Perché l’idea di libertà e libero arbitrio è sempre attuale…E’ attuale nei testi sacri, figuriamoci in arte e letteratura! Inoltre la tendenza dell’ uomo a produrre e subire violenza è incancellabile. Pensiamo a chi recentemente ha “ucciso per provare cosa si prova” o ai casi di violenza impunita da parte delle forze dell’ ordine. Due aspetti presenti nel libro, nel film, nello spettacolo e purtroppo nella realtà.

Quale pensi che sia il messaggio che passa attraverso la rappresentazione teatrale del film, oggi?
Che violenza e necessità di libertà di espressione sono caratteristiche dell’uomo. La gestione di entrambe è complessissima, sia per l’individuo che per lo Stato.
Hai all’attivo diverse esperienze cinematografiche anche recenti. Quali sono le maggiori differenze che riscontri con la recitazione teatrale?
Il principio è lo stesso: trasmettere in maniera credibile ed empatica un’emozione, un pensiero, una situazione. Le modalità possono essere diverse, ma credo sia una questione più legata alla regia che all’attore.

Qual è il ruolo che ancora non ti hanno affidato e che ti piacerebbe un giorno sperimentare?
Un estremista di destra negli anni di piombo.

Cosa consiglieresti ad un giovane che volesse intraprendere la carriera di attore?
Di farsi una solida base culturale, oltre che etica. In un mestiere così altalenante c’è bisogno di punti di riferimento nella testa e nel cuore.
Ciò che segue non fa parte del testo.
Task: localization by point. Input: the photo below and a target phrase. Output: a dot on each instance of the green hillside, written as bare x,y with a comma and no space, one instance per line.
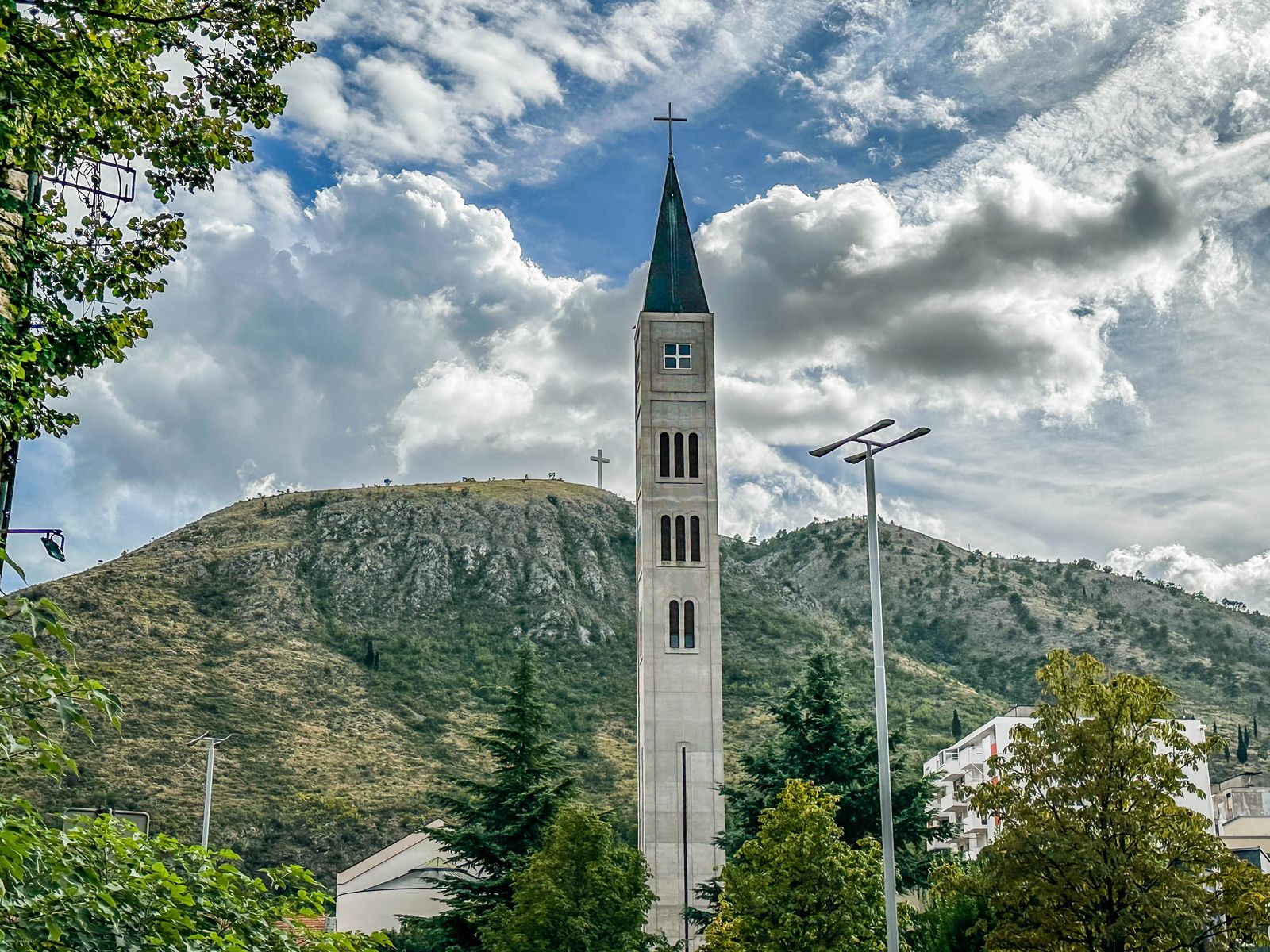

Ho avuto la fortuna di laurearmi in filosofia prima di intraprendere la via attoriale (che considero molto legata allo sviluppo della comprensione del pensiero e delle emozioni umane, quindi legatissima sia alla filosofia che alla psicologia) e tutto quello che ho studiato lo trovo utilissimo sia nella gestione della “carriera” sia in scena. Sul palco e nella macchina da presa tutto è leggibile, ad un certo punto quindi “finisce l’attore, inizia l’uomo”; per questo credo sia fondamentale lavorare sulla propria formazione e sulla propria “umanità”. Riporto un motto che mi guida e che ho imparato da Diogene di Sinope: “Un si. Un no. Una linea retta. Una meta.”